(D.A. Peterson/For The Washington Post)

I had a head injury as a kid. I was 5, standing on concrete steps, and another girl grabbed my ankles and pulled my feet out from under me. I whacked my head. When I came to, I didn’t want to leave school. I loved school so much that I didn’t want to go to the hospital. My mother took me. They whacked my knee, said my reflexes were fine and sent me home. I’ve learned since that anytime the brain is injured it can go
into an anxious state. By the time I was in second grade, I had severe anxiety, almost agoraphobia. I would only go to school if the neighbor boy would hold my hand in class. My mother was a teacher, so it was really embarrassing. They started paying me an allowance, a quarter, every day to go to school. In college, I paced in the back of the classroom. I don’t know if it was to keep my brain activated or relieve my anxiety. The biggest thing was getting my brain going and motivated [to do] what I wanted to get done in my life.

I was exploring neurofeedback, but my anxiety caused me to think, I don’t want anyone else messing with my brain. I wanted to do it myself. I took the first class in 2006. We had to train each other in a method where you find the frequency at which your brain operates best. We got to one, and I was like, “Wow.” This little fog that I never knew I had lifted. It’s called the “clear windshield effect.” I decided, I want this, and I want to do this for other people.

We train brains. We train them to focus better, sleep better, to not have a migraine, to control emotions, to feel a state of flow. When your brain works better, a lot of the symptoms of brain-based issues — migraines, depression, anxiety, ADD, PTSD, OCD — go away. [Neurofeedback] works like an electronic coach. We place sensors on your temples that pick up signals from your brain. When it’s performing better, you hear a reward sound.

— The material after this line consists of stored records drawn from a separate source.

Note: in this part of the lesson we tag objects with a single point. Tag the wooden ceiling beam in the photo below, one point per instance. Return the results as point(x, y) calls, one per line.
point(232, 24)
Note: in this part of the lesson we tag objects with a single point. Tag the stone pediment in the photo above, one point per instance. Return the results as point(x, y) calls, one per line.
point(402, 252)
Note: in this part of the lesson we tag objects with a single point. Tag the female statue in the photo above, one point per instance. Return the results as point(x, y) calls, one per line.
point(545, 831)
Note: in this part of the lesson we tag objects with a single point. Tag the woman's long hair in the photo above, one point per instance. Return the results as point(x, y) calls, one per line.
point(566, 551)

Basically the brain goes: “I did this. I got this response, so I’m going to continue doing it.” If we’re working on attention, we might be telling the brain to make more fast waves in the left and right prefrontal lobes. We’re getting them to wake up. If you see kids who are hyperactive and moving all the time, that’s what they’re trying to do. We’re teaching their brains to do it instead of their bodies.

I still train myself because I like being in the zone. Things are much more effortless. It’s really a joyful state. I’m constantly hearing how much happier I look. At my high school reunion, I heard about how organized and outgoing I am now. People seem attracted to whatever vibe, or happy factor, that is. We’ve met people on the street, on airplanes who say, “ I want some of whatever you have.”